4. I spaced mine 3' apart, but 2.5 feet based on the height you are looking for will obviously provide privacy faster. Once you reach the desired height, just top them. My buddy did this and he said they won't grow higher, but will still fill out.

5. I have added dirt to mine several times in 12 years or so. They seem to eat dirt. If you don't, they will fall over in high winds. 

6. I knock the heavy snow off mine. It can do damage.

There is some maintenance involved, but the payoff is a beautiful, natural privacy hedge that should last years. My neighbors are 30 years strong.


----------



## tommyrhodes (Dec 9, 2016)

Be sure to leave enough room between the tree and fence. 

Sent from my SM-G950U using Tapatalk


----------



## Two Knots (Nov 12, 2011)

We have euonymus along our side yard on both sides. They grow thick and
full and provide wonderful privacy all year long... I pulled this pic off the net ...
Ours are very tall. I'll look for some pics of our euonymus.
A lot of them we started our selves. They are nowhere all big and tall
monsters and provide 100 percent privacy. 

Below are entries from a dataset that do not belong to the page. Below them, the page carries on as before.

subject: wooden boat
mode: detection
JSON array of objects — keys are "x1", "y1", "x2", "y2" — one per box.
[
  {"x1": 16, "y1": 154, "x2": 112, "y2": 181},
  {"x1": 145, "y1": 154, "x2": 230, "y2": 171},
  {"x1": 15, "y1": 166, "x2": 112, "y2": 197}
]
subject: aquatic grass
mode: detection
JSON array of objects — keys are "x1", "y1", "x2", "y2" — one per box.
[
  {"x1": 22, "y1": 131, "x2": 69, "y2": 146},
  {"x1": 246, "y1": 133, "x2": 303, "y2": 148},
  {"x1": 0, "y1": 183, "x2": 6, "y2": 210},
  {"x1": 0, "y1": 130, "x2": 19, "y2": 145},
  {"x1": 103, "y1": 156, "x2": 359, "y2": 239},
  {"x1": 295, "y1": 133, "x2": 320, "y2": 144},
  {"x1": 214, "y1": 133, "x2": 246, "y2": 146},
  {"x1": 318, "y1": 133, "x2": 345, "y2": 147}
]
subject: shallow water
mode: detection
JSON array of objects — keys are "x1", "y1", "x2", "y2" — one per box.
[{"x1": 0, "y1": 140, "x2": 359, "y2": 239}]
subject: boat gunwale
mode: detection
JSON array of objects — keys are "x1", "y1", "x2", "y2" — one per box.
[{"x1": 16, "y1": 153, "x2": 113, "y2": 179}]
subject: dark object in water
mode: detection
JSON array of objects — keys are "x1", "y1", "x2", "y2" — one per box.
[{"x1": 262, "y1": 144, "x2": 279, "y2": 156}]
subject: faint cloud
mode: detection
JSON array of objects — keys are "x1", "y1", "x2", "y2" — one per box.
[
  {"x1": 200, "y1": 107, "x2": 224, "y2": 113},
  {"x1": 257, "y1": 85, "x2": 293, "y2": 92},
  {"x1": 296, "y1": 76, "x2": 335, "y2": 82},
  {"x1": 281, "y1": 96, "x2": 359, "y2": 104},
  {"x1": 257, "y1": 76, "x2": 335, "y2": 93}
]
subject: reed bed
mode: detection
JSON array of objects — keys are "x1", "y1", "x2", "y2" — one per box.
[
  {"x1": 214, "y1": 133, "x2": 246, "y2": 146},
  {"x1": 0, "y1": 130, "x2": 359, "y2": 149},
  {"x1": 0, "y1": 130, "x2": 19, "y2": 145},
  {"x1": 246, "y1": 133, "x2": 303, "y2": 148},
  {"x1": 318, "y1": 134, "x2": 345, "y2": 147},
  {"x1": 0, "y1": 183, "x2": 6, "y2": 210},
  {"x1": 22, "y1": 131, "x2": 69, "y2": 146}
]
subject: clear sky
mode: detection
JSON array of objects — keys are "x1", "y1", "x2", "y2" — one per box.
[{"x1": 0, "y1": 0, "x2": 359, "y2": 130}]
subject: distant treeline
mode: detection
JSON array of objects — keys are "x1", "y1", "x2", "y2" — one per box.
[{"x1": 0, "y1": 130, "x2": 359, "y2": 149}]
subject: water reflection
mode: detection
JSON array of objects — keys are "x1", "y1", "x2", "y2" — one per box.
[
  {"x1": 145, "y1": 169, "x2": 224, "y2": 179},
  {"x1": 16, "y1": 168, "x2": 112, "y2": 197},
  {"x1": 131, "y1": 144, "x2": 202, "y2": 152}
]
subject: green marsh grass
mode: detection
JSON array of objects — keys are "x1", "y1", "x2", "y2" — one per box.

From the net... I love my neighbors, but don't want to see them from our
deck which is three feet off the ground. :smile:


----------



## Two Knots (Nov 12, 2011)

On the left side of our yard. Acuba is another thick and very dense shrub
that we have planted along the fence line.
The Acuba is growing in back of the arbour.

If you like cardinals, they love the euonymus to build their nests in.
The cardinal fledglings don't fly out out of the nest, they hop out
and hop along the shrubs all day long for weeks. It's wildly entertaining.


----------



## Cedrus (Feb 25, 2011)

Before you buy your plants..pull some out of their containers and look at the roots. Hopefully, they are substantial and were not recently re-potted from a smaller container....and you are paying full price for a lesser plant/root structure. You can dicker the price down....maybe.

Some folks make the mistake of plopping them into their holes without gently pulling the roots out of their circular position and straightening them out and down...into the hole. 

Don't forget to scarify the glazed surface of the new hole....if it comes to that.


----------